Título: Um fundo sem fundamento
Autor:
Fonte: O Estado de São Paulo, 12/01/2010, Notas e informações, p. A3

Causou certo susto no mercado a regulamentação, divulgada quase na virada do ano, do Fundo Soberano do Brasil (FSB), pela qual o Tesouro nacional foi autorizado a atuar no mercado de câmbio para evitar uma valorização ainda maior do real. Logo em seguida, a cotação do dólar teve uma alta, que não se sustentou diante da continuidade do influxo de recursos externos. Como o Banco Central (BC) vem agindo agressivamente para conter a sobrevalorização da moeda nacional comprando dólares a rodo, parece desnecessário que o governo utilize o FSB para essa finalidade, a não ser que as autoridades julguem que o reforço do arsenal para intervir no câmbio surtirá um efeito psicológico decisivo sobre manobras especulativas. O que, diga-se de passagem, é também pura especulação.

Seja como for, o Fundo Soberano do Brasil parece uma autêntica jabuticaba ? uma exclusividade do Brasil. Por definição, fundos desse tipo foram constituídos por países, como a Noruega e os Emirados Árabes Unidos, que obtêm superávits comerciais muito elevados em razão das exportações de petróleo, ou por altíssimas receitas de exportações em geral, como a China.

O FSB é coisa nossa, muito nossa, não só porque os superávits na conta de comércio do Brasil vêm decrescendo, esperando-se que este ano o saldo positivo fique entre US$ 12 bilhões e US$ 15 bilhões, em comparação com US$ 25,3 bilhões em 2009, segundo os últimos dados revistos pelo Ministério do Desenvolvimento, incluindo a exportação de energia elétrica, que se torna assim uma nova espécie de commodity. O FSB ? até, pelo menos, que se concretizem as promessas miríficas do pré-sal ? não é claramente destinado a investimentos a mais longo prazo, de modo a dar sustentação à economia em ciclos de baixa, como os demais fundos soberanos.

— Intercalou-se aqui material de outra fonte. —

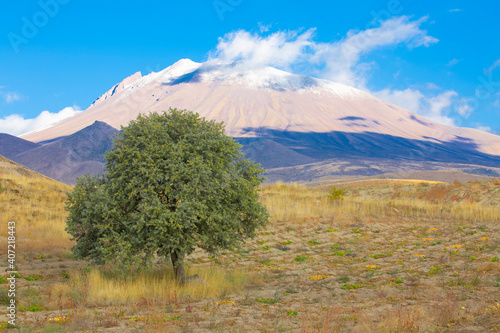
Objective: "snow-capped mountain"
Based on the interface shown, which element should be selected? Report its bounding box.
[15,59,500,183]
[23,59,500,155]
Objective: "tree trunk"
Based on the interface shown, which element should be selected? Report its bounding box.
[170,252,186,283]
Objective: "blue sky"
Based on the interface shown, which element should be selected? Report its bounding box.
[0,0,500,135]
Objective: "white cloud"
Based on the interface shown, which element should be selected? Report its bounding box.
[210,16,438,89]
[212,29,314,69]
[0,106,82,135]
[476,124,492,133]
[373,88,460,126]
[210,16,480,126]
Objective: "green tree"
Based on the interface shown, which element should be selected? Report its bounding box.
[66,109,268,281]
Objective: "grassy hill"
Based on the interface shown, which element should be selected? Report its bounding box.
[0,170,500,332]
[0,156,71,256]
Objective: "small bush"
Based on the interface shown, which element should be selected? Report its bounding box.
[327,187,346,201]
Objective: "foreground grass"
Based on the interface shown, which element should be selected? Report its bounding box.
[0,176,500,332]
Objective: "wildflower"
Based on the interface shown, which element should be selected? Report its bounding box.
[309,275,333,281]
[48,317,68,324]
[366,265,380,270]
[214,299,234,305]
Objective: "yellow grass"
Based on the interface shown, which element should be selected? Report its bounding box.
[0,173,71,254]
[261,179,500,222]
[52,266,262,305]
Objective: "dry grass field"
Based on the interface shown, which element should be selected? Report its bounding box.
[0,169,500,332]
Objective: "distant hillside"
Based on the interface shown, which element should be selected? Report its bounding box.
[0,133,40,158]
[0,156,48,179]
[7,121,118,184]
[241,139,317,169]
[0,156,72,257]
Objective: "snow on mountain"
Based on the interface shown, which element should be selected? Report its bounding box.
[19,59,500,155]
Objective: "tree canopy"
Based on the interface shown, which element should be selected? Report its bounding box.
[66,109,268,281]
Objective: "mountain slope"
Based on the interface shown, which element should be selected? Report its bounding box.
[24,59,500,155]
[0,133,40,158]
[17,59,500,179]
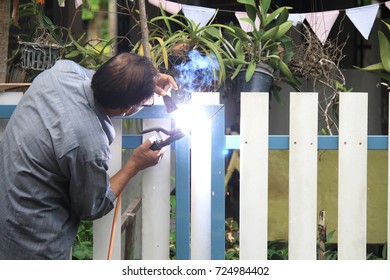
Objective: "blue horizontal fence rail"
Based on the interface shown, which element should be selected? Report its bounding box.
[0,105,388,259]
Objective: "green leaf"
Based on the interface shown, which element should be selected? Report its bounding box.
[245,62,256,82]
[260,0,271,15]
[275,8,288,25]
[274,21,293,40]
[237,0,256,8]
[261,26,279,42]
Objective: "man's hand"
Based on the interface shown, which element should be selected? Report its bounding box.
[154,74,178,96]
[129,137,166,172]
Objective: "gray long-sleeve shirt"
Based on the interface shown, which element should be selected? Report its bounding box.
[0,60,115,259]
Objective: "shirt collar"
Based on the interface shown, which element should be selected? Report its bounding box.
[83,80,115,145]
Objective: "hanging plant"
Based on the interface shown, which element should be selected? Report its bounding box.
[18,0,64,71]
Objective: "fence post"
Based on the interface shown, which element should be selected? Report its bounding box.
[338,92,368,260]
[240,92,269,260]
[191,92,219,260]
[288,92,318,260]
[142,117,171,260]
[93,119,122,260]
[387,92,390,260]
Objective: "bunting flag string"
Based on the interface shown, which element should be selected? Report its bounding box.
[305,11,340,44]
[148,0,390,43]
[182,4,217,27]
[345,4,379,40]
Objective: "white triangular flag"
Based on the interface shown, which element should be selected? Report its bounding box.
[74,0,83,9]
[288,14,306,26]
[306,11,340,44]
[345,4,379,40]
[182,4,217,27]
[234,12,260,32]
[163,1,182,15]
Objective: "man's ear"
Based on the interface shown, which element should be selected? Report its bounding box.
[119,106,131,115]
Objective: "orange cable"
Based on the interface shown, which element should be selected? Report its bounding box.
[107,193,122,260]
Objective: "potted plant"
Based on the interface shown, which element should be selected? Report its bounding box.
[133,8,234,101]
[224,0,299,94]
[14,0,65,71]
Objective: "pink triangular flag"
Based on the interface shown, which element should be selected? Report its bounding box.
[74,0,83,9]
[149,0,182,14]
[182,4,217,27]
[288,14,306,26]
[306,11,340,44]
[345,4,379,40]
[234,12,260,32]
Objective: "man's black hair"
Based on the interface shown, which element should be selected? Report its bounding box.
[91,53,158,109]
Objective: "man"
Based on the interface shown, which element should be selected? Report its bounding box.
[0,53,177,259]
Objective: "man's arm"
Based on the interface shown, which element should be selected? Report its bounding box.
[110,139,165,197]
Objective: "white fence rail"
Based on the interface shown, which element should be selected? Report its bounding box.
[0,92,390,260]
[240,92,390,260]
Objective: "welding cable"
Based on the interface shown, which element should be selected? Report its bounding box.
[107,193,122,260]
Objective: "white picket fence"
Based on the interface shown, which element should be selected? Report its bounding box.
[0,92,390,260]
[240,92,390,260]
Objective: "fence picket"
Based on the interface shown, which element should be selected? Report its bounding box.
[240,92,269,260]
[288,92,318,260]
[338,92,368,260]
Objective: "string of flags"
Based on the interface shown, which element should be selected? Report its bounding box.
[148,0,390,43]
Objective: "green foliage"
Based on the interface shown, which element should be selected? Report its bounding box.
[72,221,93,260]
[133,7,233,89]
[225,218,240,260]
[65,33,115,69]
[356,21,390,85]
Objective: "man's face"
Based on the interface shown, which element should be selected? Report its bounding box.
[123,105,144,116]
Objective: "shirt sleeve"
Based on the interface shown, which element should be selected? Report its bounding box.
[65,149,116,220]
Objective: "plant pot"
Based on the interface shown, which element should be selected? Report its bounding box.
[233,63,274,102]
[236,63,274,92]
[19,42,63,71]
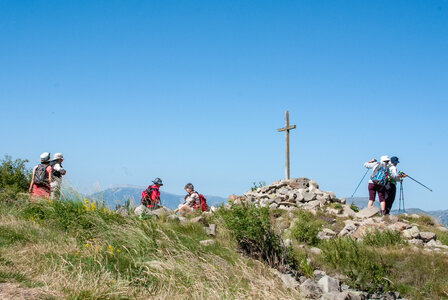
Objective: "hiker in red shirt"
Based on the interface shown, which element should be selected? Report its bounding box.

O FSB poderia ser tido, em outros tempos, como uma reserva de contingência. Tanto assim que já há algum tempo se suspeitava que parte de seus depósitos de mais de R$ 16 bilhões poderia ser usada para ajudar o superávit primário do setor público a atingir a meta de 2,5% do PIB em 2009. Sabe-se agora que, mesmo estropiada, a meta deve ser alcançada e, para isso, excluem-se dos cálculos gastos do Plano Plurianual de Investimentos, ligados ao Programa de Aceleração do Crescimento (PAC), vendem-se antecipadamente dividendos das estatais ao BNDES e extraem-se outros coelhos da prolífera cartola dos Ministérios da Fazenda e do Planejamento. E, entre estes, estão depósitos no FSB, como foi confirmado pelo secretário do Tesouro Nacional, Arno Augustin, em entrevista ao Estado (9/1). O dinheiro do tapa-buraco será canalizado por meio do Fundo Fiscal de Investimento e Estabilização (FFIE). Aparentemente, isso não vai atrapalhar o uso de verbas do FSB para atuação na área cambial.

Pergunta-se: por que razão o Tesouro deve intervir diretamente no câmbio, em vez de deixar essa tarefa por conta do BC, que, mediante maciças compras de dólares no mercado, elevou as reservas cambiais para US$ 239,81 bilhões (posição em 7 de janeiro), US$ 51,71 bilhões a mais que no fim de janeiro de 2009 (US$ 188,10 bilhões). É verdade que, depois de intervir no mercado cambial, o BC tem de lançar mais títulos em reais para enxugar o excesso de liquidez, aumentando a dívida pública interna. Além disso, aplicando as reservas no exterior, o País recebe uma remuneração muito menor do que paga para a colocação de seus títulos. O Fundo Soberano terá de agir da mesma forma, já que os recursos de que dispõe estão depositados em títulos do Tesouro, que terão naturalmente de ser vendidos para a aquisição de dólares.

Segundo o secretário do Tesouro, "nós fizemos a regulamentação para deixar ele (o FSB) pronto, porque o governo pode achar em algum momento que é o caso de operar em moeda estrangeira. É uma opção". Arno Augustin explicou que o FSB "tem duas pernas: uma fiscal e outra não fiscal".

O que a economia brasileira requer é que o cálculo da meta do superávit primário expresse a realidade das contas públicas, sem truques e sem o ranço do casuísmo.